NORTH AMERICA COMMENTARY
- US consumer spending was reported lower than forecasted in April. US retail sales rose 0.4%, missing forecasts of a 0.8% rise, after a 0.7% drop in March. Online spending rose 1.2% month-on-month and was 0.9% higher at health and personal care stores.
- Inflation in Canada increased for the first time in nearly 12 months. The Canadian Consumer Prices Index rose 4.4% in the year to April, up from 4.3% in the year to March, lifted by higher rent prices and mortgage interest costs.
- Eurozone inflation for April was confirmed at 7% year-on-year, according to Eurostat. This was a 0.1% uptick from March. Given the surge in energy prices this time last year, unfavourable base effects in energy prices were the primary reason for the increase, while core inflation – which strips out food and energy costs – eased slightly.

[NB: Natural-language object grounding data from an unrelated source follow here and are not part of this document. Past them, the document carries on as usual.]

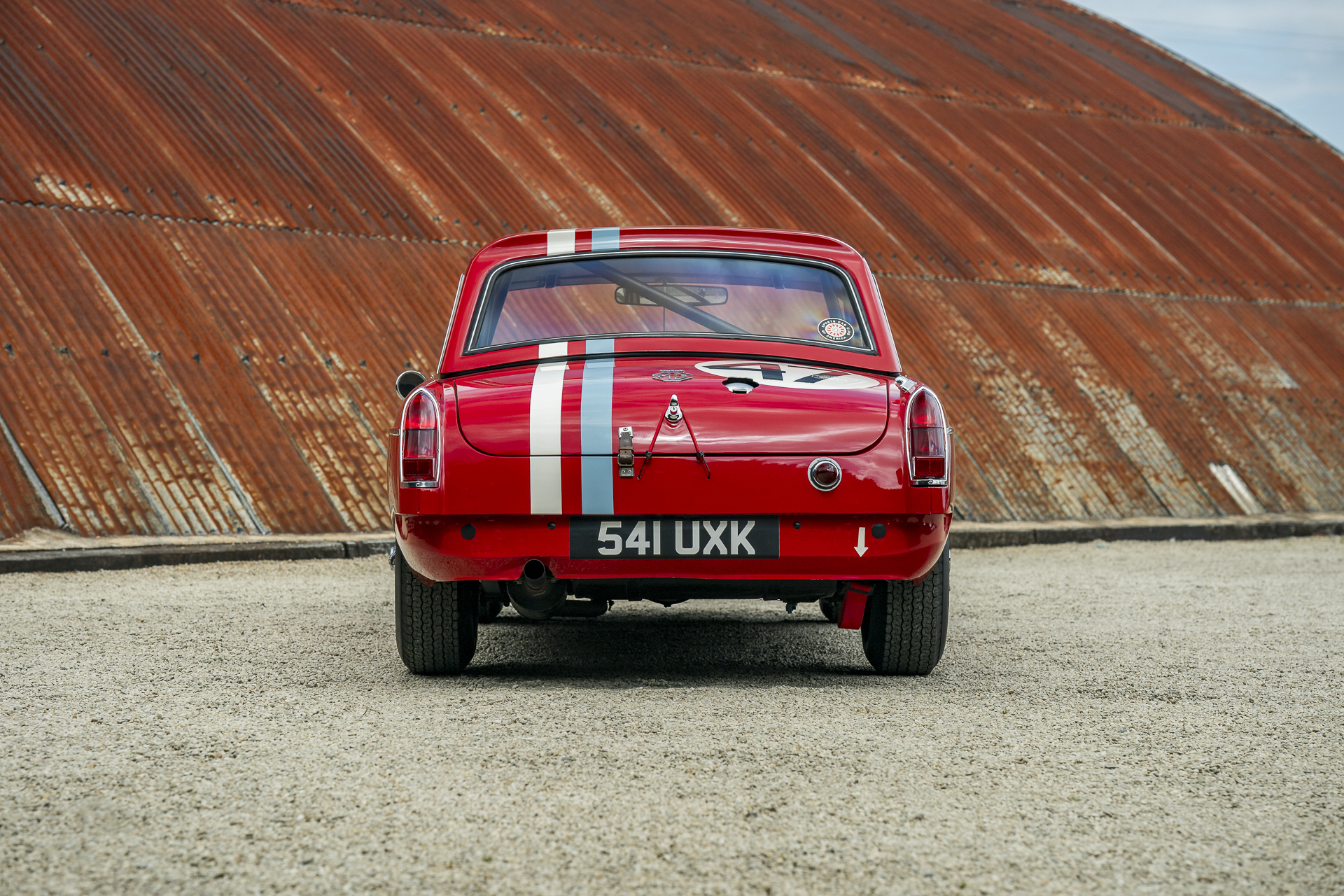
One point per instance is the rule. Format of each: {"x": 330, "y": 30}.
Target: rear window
{"x": 670, "y": 295}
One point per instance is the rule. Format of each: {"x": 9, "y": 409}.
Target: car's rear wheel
{"x": 905, "y": 625}
{"x": 436, "y": 625}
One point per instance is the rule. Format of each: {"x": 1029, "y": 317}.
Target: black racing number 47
{"x": 628, "y": 538}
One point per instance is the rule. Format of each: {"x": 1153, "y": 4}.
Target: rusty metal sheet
{"x": 1112, "y": 264}
{"x": 1077, "y": 406}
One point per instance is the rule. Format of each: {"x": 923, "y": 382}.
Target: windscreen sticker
{"x": 836, "y": 330}
{"x": 788, "y": 375}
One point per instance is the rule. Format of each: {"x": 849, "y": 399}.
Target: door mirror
{"x": 407, "y": 382}
{"x": 689, "y": 295}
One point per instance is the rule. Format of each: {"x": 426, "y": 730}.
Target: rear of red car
{"x": 668, "y": 414}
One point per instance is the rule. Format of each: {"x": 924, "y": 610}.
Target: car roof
{"x": 559, "y": 244}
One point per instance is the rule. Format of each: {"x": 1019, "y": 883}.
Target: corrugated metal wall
{"x": 227, "y": 225}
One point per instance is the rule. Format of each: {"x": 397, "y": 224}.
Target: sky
{"x": 1288, "y": 52}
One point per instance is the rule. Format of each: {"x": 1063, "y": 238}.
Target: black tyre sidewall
{"x": 436, "y": 625}
{"x": 905, "y": 629}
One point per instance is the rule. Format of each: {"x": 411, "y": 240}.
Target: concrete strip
{"x": 134, "y": 558}
{"x": 150, "y": 552}
{"x": 1270, "y": 526}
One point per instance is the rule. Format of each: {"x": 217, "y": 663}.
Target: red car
{"x": 664, "y": 414}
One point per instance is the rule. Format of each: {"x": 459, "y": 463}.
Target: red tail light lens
{"x": 420, "y": 438}
{"x": 927, "y": 438}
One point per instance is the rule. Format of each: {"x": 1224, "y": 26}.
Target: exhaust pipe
{"x": 538, "y": 594}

- Eurostat reported Eurozone industrial production declined 4.1% month-on-month in March, to its lowest level since November 2021. The fall exceeded the consensus for a 2.5% contraction. Although the decline was worsened by a very large fall in volatile Irish industrial production, contractions were reported across three of the four largest Eurozone economies in March, signalling broad-based weakness across the bloc.
- Japanese nominal goods exports rose 2.6% year-on-year in April, slowing from a 4.3% rise in March. Despite continued gains in the auto and shipping sectors, overall exports were weighed down by weak global economic momentum.